I was doubled over in tears simply because I found a packet of seeds from Mom's garden. The seeds were in a wrinkled white envelope stuffed in the back of a kitchen cabinet, carefully labeled "Cleome flowers" in her lovely handwriting. I will plant those seeds in the spring. Most likely, those seeds will be watered with tears. The loss of a parent is not as hard? That depends...
Our bond with our Mom was beautifully tight, and now the plywood has been pried apart.
Oh I am very sure that God hears me when I cry. Grief brings a different sound to crying. It's a siren-type of wailing that is unrecognizable. There are some days when I'm not even sure I can face the to-do list, but then God provides supernatural strength and before I know it, I'm moving through another day. God gives courage mingled with strength, but we have to remember to receive these free gifts from Him. After all, we are not without hope, even though some days it feels deceptively like that. "Be of good courage, and he shall strengthen your heart, all ye that hope in the Lord." (Psalm 31:24) When my courage is almost gone, I flee to the Word. And then a soothing sigh escapes my body, and I go on.
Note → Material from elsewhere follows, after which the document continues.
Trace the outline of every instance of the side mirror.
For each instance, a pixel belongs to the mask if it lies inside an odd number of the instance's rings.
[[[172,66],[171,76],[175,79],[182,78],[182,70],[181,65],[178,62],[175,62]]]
It's been over five months now since Mom's passing, and her absence from us represents her presence with the Lord (2 Corinthians 5:8). We are fully aware that we'll see her again someday, but we are here and Mom is "There." And "There" cannot be accessed by a phone call. Imagine if we could pick up a phone and call Heaven! But we cannot, so our faith has to rest in the knowing that we'll see her and our other loved ones again, and even more; we'll see Jesus.
I wonder if Jesus feels forgotten sometimes when we're grieving? The tendency is to focus so much on the loved one that has passed away, and the Lord is often pressed into the background. Lord, please forgive me. You are worthy of the foreground, and you are the Comforter.
Is Mom resting in Jesus' bosom right now? Has God provided a tiny window from Heaven that He opens now and then so that Mom can see us? Does she know that we're struggling but that we'll be all right because God is with us?